A Talk by Mr. Usama Tharwat Elhagari in Seminar In Info. Sec. Class (MCS 2070)

Assalamualaikum...This is the 4th talk and this time by Mr. Usama Tharwat Elhagari. He is from Egypt and he is doing his research in Trusted Computing. This talk was held on 2nd and 3rd March 2011. Mr. Usama shared his knowledge about Trusted Computing Background. According to him, today's systems are very vulnerable to a range of attacks. Protecting IT Systems through software-only mechanisms cannot solve alone all the security problems.

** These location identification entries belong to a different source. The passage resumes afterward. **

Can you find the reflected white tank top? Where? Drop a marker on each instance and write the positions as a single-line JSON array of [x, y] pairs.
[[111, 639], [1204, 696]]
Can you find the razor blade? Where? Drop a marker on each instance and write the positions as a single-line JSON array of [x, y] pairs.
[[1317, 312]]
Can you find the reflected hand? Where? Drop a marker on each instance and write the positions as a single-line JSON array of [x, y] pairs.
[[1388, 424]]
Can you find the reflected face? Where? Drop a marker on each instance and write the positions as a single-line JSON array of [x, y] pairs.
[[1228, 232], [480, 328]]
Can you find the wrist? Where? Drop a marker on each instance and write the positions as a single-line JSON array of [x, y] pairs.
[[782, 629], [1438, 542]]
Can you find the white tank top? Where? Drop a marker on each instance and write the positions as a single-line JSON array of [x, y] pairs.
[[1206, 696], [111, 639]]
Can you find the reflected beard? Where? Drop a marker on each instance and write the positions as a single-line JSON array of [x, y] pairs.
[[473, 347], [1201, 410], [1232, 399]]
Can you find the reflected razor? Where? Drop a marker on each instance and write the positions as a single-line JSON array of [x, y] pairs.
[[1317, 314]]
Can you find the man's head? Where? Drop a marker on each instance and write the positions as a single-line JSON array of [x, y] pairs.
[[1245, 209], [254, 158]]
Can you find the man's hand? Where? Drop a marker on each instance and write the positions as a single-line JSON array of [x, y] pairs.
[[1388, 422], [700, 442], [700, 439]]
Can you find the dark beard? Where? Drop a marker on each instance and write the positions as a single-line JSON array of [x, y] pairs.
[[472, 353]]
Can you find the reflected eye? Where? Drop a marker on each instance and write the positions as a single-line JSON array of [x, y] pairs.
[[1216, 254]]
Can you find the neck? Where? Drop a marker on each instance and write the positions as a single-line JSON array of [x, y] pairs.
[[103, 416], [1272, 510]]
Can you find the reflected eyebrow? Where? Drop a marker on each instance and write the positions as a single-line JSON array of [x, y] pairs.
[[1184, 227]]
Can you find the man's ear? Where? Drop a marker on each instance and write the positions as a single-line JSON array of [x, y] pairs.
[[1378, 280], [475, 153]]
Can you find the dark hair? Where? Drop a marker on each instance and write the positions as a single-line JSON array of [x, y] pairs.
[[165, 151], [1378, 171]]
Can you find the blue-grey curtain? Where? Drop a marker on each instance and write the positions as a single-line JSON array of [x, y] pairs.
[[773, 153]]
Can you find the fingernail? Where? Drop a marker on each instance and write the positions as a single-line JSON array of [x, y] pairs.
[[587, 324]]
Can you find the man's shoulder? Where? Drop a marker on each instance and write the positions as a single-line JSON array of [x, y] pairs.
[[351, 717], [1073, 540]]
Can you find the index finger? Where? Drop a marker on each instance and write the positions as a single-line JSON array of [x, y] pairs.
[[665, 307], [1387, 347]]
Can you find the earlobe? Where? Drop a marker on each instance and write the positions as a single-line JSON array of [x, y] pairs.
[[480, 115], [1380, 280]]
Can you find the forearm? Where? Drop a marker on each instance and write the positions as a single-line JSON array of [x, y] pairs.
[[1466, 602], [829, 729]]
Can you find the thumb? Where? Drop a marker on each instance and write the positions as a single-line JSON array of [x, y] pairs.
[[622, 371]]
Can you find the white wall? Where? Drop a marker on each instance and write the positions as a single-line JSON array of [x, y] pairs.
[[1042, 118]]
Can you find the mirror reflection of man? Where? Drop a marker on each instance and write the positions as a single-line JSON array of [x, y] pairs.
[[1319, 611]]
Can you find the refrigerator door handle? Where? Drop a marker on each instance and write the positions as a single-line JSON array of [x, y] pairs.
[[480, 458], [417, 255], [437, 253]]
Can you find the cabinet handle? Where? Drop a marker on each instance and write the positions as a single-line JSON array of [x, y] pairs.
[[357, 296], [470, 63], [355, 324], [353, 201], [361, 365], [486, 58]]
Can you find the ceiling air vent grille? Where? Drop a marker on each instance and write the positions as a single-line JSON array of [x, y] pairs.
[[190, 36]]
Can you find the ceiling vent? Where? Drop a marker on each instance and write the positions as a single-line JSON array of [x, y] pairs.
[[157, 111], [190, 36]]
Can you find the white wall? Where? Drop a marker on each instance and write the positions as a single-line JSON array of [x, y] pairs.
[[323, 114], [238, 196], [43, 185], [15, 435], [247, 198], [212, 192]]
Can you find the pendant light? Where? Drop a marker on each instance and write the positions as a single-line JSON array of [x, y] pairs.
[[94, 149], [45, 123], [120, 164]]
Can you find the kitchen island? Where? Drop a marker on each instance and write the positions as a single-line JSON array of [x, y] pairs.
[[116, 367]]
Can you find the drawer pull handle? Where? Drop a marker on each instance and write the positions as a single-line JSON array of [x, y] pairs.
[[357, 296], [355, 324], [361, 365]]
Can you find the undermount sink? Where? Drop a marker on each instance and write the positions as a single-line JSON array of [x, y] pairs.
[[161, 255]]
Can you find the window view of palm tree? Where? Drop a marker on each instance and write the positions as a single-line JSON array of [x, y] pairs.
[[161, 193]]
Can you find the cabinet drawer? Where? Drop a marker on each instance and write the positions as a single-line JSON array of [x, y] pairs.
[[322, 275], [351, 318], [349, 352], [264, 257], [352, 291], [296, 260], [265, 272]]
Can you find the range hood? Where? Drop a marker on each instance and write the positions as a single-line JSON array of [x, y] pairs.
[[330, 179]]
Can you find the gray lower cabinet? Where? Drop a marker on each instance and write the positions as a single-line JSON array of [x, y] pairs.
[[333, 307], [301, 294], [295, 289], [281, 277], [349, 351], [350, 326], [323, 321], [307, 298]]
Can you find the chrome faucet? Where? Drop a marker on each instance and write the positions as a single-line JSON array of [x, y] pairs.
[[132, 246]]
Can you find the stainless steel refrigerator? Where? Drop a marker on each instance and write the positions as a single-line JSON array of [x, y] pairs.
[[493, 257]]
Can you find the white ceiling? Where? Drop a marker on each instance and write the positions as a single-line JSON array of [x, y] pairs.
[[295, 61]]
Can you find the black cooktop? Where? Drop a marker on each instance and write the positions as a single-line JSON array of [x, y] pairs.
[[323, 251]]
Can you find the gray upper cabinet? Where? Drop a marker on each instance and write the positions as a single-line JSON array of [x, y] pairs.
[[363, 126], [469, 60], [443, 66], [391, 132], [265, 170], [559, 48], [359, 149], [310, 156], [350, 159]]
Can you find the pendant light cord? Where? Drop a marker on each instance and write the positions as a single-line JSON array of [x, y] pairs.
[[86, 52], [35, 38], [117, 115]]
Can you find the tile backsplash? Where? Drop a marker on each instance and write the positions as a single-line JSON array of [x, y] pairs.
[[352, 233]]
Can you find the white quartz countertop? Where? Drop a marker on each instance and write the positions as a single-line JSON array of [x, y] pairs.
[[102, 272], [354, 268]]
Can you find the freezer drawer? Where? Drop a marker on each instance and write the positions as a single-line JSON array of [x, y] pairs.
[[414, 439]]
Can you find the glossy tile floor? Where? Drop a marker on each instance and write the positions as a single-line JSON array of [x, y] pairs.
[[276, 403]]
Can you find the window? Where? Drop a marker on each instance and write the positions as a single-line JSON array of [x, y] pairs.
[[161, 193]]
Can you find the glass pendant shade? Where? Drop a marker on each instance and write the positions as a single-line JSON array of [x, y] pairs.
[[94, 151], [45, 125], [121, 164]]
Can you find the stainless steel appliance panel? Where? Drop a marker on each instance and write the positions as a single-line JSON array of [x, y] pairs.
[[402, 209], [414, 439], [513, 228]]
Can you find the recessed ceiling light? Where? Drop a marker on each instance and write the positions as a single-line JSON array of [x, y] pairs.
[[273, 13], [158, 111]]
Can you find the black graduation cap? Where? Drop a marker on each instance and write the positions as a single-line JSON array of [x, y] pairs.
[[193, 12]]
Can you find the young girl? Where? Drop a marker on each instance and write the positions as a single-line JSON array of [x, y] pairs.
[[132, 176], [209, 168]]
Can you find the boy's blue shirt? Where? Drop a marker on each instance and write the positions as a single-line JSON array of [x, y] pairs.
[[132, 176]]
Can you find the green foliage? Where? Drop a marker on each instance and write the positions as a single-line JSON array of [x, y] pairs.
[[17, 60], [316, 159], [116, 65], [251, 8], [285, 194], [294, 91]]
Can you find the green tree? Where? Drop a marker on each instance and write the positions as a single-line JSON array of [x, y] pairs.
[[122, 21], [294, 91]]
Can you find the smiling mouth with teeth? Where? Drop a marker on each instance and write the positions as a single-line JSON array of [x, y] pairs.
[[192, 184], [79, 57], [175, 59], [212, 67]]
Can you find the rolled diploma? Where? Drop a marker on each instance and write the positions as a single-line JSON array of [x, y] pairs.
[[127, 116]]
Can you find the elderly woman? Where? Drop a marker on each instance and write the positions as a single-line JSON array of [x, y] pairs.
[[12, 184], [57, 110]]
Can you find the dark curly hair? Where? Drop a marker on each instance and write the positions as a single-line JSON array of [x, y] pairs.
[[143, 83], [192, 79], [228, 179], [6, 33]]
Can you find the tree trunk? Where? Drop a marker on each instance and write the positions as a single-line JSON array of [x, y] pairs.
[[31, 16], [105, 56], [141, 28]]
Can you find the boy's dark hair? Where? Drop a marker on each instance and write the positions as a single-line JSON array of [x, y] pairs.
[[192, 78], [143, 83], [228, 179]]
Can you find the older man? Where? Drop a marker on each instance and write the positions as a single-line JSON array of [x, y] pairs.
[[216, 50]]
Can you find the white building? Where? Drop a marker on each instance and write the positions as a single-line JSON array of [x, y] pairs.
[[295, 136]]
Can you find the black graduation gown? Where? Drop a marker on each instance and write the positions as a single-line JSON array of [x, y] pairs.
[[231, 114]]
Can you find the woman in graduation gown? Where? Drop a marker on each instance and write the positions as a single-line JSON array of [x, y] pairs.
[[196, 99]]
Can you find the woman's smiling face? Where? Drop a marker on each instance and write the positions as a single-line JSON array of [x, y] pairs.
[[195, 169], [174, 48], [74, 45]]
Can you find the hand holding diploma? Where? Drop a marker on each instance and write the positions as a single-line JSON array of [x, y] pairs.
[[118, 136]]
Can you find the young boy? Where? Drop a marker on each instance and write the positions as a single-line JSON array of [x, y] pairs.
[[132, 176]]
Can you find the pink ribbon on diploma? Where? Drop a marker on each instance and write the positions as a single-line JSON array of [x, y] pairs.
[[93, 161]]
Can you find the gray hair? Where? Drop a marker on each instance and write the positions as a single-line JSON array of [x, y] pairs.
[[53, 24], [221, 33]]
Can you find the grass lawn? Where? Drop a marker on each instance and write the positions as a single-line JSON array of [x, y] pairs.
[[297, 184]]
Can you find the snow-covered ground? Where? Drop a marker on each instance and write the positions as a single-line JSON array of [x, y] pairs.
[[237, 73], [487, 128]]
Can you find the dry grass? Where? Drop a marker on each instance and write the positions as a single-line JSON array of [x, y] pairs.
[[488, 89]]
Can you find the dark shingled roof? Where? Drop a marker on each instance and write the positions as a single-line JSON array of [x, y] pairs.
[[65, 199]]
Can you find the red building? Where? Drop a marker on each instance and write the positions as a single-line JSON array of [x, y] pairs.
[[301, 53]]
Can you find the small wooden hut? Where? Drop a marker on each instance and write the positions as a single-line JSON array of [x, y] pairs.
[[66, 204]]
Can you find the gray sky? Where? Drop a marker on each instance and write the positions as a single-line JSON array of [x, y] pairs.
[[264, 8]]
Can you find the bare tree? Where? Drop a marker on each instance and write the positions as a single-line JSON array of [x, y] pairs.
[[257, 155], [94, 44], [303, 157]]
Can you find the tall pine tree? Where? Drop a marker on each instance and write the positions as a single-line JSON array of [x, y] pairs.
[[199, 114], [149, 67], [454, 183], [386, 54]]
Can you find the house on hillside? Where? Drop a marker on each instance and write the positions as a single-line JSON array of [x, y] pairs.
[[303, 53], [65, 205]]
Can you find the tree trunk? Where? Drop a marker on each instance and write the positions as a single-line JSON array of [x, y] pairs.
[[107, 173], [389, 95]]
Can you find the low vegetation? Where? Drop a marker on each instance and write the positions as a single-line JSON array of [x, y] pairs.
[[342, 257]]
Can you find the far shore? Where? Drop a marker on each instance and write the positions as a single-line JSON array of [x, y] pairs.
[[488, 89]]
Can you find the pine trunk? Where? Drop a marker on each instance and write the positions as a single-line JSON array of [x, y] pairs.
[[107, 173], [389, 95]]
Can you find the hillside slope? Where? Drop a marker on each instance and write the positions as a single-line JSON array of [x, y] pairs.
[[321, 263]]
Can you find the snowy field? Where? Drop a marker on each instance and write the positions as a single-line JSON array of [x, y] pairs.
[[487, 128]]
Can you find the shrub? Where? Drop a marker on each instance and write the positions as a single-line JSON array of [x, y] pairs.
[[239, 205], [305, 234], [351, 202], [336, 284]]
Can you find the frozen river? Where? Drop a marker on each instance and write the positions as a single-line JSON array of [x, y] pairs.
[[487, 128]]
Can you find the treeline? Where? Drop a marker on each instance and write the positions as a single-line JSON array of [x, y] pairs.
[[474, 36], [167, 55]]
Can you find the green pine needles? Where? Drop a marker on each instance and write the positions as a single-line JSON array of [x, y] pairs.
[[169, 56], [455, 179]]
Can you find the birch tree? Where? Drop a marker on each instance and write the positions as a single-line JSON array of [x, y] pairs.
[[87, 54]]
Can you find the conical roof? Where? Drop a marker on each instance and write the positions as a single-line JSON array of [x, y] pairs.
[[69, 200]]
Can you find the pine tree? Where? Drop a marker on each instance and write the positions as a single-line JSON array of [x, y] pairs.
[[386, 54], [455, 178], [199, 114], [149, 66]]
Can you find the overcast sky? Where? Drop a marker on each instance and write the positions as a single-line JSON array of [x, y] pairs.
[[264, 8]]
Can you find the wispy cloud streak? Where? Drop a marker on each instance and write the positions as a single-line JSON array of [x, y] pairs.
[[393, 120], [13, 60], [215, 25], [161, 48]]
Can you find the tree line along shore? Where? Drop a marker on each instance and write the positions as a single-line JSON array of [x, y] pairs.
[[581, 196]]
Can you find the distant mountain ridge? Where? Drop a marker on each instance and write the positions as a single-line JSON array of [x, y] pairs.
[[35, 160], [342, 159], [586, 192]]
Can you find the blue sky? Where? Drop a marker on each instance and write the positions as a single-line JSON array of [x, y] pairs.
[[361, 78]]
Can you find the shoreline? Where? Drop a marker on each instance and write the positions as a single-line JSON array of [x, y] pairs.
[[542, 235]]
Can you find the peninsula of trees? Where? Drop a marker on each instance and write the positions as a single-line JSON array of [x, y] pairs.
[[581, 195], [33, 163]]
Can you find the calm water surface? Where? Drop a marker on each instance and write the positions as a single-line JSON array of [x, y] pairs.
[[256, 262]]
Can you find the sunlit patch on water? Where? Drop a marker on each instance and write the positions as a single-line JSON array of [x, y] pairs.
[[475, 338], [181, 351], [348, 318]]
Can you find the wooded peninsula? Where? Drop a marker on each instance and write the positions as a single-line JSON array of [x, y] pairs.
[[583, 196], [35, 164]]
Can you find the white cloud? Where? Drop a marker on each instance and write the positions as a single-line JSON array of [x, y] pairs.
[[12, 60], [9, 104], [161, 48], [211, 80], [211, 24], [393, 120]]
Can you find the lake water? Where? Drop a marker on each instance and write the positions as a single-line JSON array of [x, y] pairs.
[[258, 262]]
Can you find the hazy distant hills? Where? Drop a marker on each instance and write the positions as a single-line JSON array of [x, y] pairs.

Operating System (OS) and application software are very complex and removing all software vulnerabilities is almost an impossible task. The number of attacks on software, OS and applications are higher as compared with attacks on hardware. Users become more mobile, physical theft become more concern. He then stated that some security problems are unsolvable without a bootstrap to protected hardware. He then added, software-only security application cannot protect the hardware platform against attacks on its integrity or modification of the security software. Then he brief us some information about Trusted Computing Platform Alliance (TCPA). The TCPA was established in the year 1999, the promoters (main players) are Compaq, IBM, Intel, HP and Microsoft that consist of more than 200 members. He then talked about the TCG Mission Statement. The TCG is Trusted Computing Group. The TCG Mission Statement is a not-for-profit organization formed to develop, define and promote open, vendor-neutral, industry standards for trusted computing building blocks and software interfaces across multiple platforms.

He then told us about the definition of TRUST. Trust means different things to different people. In trusted computing, we use it in the sense of behavioral reputation : something is trusted if it behaves in the expected manner for a particular purpose (Mitchell, 2005). He then added, trust with better definition is an entity can be trusted if it always behaves in the expected manner for the intended purpose. An entity is a platform or an applications or service running on a platform. An example of platform are PC, PDA, smart phone and etc. The trusted computing is of great significance for building secure computing systems based on new architecture in both hardware and software (Kallath, 2005). TC is an industry initiatives intended to protect data in computer platform from software attack and that includes protecting servers, desktops, laptops, PDAs, mobile phones and computer peripherals (Mitchell, 2005). He then explain about the Trusted Platform (TP). TP is a computing platform that has a trusted component, probably in the form of built in hardware, which it uses to create a foundation of trust for software processes (Pearson, 2002). Then he explain something about the Chain of Trust. The chain of trust expands from component to component. The chains of trust generic are receive control, measure next entity and pass control to entity. The Root of Trust is hardware or software mechanism that one implicitly trusts (Gunupudi, 2008, Siani Pearson, 2005, Stravvoulakis et. al. 2010). Root of trust misbehavior is not detectable and affects on all the chain of transitive trust. Then he explain in detail about the Fundamental Features of Trusted Platform. The fundamental consists of three criteria which are Protected Capabilities, Integrity Measurement and Storage and Integrity Reporting. He then added about the TCG's Specifications, issued different spec for enabling trust in different platforms such as desktops and laptops. He then explained about the roots of trust, secure storage, attestation, TPM key types, example of key usage and TPM components.